Yellow leaves are a common symptom of malnutrition in plants. There are other common causes for yellow leaves also, such as overwatering and underwatering. Plants in pots, especially at the end of the summer season and into the fall season tend to be both rootbound and undernourished.
Whether or not your plants are in the garden or in pots, during this fall season, lower temperatures and light levels can also cause the leaves to yellow also, as the plants begin to withdraw resources back to the roots in preparation for the winter. If your pots are outside this is a likely cause. The black spots are consistent with an autumn-induced withdrawal of resources as opportunistic diseases often show up on weakened leaves. But these seasonally induced diseases are rarely fatal to the plant; the vigourous new leaves in spring usually are free of disease.
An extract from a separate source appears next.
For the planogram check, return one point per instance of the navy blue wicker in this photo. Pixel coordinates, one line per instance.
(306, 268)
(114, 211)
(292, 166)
If you are wintering your plants indoors you should repot the plants in larger pots if plants are rootbound. Supplement the light with artificial light supplied by a grow light set up on the window where the plants are growing: this way the plants get both natural light during the day plus artificial light in the early morning or evening. The lights should be on a timer so plants get a total of 16 hours of light. Remove the weak and diseased leaves.
If the plants are not rootbound then increase the light and apply a weak fertilizer solution (quarter to half strength) to give them a boost.
Watch for pest problems, especially on the undersides of the leaves. Look for spider mites and mealy bugs.